Чурбеков и Фурманов беседовали до глубокой ночи. В своих размышлениях казах по-особенному беспокоился за судьбы пятидесяти тысяч соотечественников, бежавших в Китай: мол, вернутся они не все, многие погибли в нищете и на чужбине, а те, кто вернется – вернутся измученными, изголодавшими, нищими в сожженные дотла аулы или земли, занятые кулаками. Ночью они пожали друг другу руки и легли спать, а наутро Фурманов отправился в Луговое. Чуть позже, один за одним путники достигли станций Подгорной, Акер-Тюбэ [Акыртобе] и наконец Мерке.
В Мерке начальник местной милиции приставил к Фурманову человека, который сопроводил всех в квартиру местного узбека. За чаем местные коммунисты провели общее партийное собрание, а после – попробовали «жарко дышавшее кушанье – пилав [плов]» и легли спать. К слову, о последнем Фурманов писал так: «Так сладко и мягко мы не спали давно, а пожалуй, и никогда не спали».

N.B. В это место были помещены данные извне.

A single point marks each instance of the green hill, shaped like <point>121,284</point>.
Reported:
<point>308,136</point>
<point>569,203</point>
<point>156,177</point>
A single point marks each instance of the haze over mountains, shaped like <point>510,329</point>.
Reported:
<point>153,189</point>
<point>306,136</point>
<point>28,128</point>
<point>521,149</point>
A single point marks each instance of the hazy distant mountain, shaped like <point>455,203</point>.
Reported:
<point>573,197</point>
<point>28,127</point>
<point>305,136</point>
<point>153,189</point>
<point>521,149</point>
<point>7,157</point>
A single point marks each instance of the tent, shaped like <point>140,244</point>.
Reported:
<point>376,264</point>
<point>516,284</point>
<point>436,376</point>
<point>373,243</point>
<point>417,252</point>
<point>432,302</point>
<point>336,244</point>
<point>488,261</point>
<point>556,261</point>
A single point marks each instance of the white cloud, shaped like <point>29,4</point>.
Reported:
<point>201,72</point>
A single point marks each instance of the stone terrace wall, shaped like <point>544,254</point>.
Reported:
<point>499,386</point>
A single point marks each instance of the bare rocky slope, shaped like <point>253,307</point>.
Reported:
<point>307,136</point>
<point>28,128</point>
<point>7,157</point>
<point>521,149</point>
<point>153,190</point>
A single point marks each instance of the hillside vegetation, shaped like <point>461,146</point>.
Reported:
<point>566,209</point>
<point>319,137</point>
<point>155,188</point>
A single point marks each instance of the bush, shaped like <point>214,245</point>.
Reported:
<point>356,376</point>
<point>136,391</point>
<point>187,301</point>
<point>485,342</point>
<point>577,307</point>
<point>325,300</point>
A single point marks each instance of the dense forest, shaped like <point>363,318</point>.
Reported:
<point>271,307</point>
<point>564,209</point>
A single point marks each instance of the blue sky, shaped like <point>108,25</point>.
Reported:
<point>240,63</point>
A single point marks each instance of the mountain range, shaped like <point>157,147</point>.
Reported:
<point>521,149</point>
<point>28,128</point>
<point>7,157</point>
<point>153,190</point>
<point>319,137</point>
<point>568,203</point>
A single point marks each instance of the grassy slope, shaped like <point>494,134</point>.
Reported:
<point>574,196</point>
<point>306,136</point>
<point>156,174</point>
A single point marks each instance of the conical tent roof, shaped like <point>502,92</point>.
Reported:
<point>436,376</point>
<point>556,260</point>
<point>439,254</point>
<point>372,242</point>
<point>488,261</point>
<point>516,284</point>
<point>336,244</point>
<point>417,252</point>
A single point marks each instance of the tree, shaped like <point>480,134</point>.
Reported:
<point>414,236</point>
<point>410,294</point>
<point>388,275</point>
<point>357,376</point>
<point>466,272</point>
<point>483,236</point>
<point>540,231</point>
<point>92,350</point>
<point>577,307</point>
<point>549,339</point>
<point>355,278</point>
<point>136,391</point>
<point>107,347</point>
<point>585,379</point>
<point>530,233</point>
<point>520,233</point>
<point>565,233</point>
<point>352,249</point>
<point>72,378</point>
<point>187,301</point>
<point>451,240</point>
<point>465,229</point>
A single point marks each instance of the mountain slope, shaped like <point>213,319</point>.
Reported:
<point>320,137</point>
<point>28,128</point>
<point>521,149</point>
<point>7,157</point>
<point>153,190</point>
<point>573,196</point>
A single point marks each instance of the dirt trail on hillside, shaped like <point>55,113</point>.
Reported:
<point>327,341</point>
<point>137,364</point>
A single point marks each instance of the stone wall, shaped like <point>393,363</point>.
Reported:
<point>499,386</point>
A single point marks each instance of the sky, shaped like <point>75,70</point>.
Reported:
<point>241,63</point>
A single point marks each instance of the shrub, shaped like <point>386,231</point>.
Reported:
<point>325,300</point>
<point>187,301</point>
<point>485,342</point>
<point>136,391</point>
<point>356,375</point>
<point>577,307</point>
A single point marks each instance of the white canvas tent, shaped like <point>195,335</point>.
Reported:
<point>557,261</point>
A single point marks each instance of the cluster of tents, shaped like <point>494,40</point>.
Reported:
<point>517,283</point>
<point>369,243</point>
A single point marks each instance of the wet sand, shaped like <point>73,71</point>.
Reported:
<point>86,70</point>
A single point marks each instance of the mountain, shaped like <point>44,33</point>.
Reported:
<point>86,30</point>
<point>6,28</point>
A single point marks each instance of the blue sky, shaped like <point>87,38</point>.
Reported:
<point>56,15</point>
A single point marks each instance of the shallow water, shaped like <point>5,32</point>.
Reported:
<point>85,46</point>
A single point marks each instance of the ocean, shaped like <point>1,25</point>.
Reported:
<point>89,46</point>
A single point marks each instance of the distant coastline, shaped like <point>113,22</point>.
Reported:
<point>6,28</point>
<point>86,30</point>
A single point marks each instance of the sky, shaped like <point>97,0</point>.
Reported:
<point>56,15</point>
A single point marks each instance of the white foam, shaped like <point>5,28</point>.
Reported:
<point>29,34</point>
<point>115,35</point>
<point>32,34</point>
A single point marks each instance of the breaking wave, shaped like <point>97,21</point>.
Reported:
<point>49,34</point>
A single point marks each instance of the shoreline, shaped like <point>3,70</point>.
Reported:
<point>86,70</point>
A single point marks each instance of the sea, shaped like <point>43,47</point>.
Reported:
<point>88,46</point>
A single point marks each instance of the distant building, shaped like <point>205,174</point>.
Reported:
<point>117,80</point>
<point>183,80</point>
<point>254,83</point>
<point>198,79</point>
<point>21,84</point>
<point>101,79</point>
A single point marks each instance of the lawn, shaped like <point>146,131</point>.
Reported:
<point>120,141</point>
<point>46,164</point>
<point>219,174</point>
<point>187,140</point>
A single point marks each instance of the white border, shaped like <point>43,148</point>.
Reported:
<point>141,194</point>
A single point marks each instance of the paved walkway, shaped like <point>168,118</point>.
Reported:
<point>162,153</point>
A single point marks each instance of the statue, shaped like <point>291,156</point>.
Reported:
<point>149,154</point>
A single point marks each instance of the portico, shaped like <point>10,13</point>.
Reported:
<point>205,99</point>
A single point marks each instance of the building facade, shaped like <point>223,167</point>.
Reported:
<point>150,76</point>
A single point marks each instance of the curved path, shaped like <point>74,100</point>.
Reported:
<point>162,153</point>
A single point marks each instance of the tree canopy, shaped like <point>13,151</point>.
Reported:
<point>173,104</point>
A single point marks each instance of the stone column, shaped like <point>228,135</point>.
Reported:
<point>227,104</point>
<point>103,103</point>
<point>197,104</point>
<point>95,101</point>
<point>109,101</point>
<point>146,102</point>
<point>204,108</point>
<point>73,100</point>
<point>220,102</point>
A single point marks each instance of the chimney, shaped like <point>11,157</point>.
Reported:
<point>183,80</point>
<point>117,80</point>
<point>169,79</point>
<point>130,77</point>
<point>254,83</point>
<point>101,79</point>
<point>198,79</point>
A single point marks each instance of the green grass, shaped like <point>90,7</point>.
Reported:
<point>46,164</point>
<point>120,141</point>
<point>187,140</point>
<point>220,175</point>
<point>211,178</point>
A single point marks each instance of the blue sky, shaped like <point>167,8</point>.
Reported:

Наутро товарищи двинулись в путь до Чалдовара, что ныне представляет собой село в Панфиловском районе Чуйской области Кыргызстана, на самой границе между современным Казахстаном и Киргизией. Впрочем, в Чалдоваре путники не задержались и отправились в самый эпицентр белогвардейского мятежа 1918 года, город Беловодск. Там коммунисты созвали собрание, на котором местные переселенцы выражали мысль о том, что казахам не нужно сеять – лишь пасти. Эту идею поддерживало большинство до тех пор, пока на трибуну не взобрался красноармеец, который осадил ораторов за нежелание делиться землей с местным населением. Такие настроения были в Беловодске.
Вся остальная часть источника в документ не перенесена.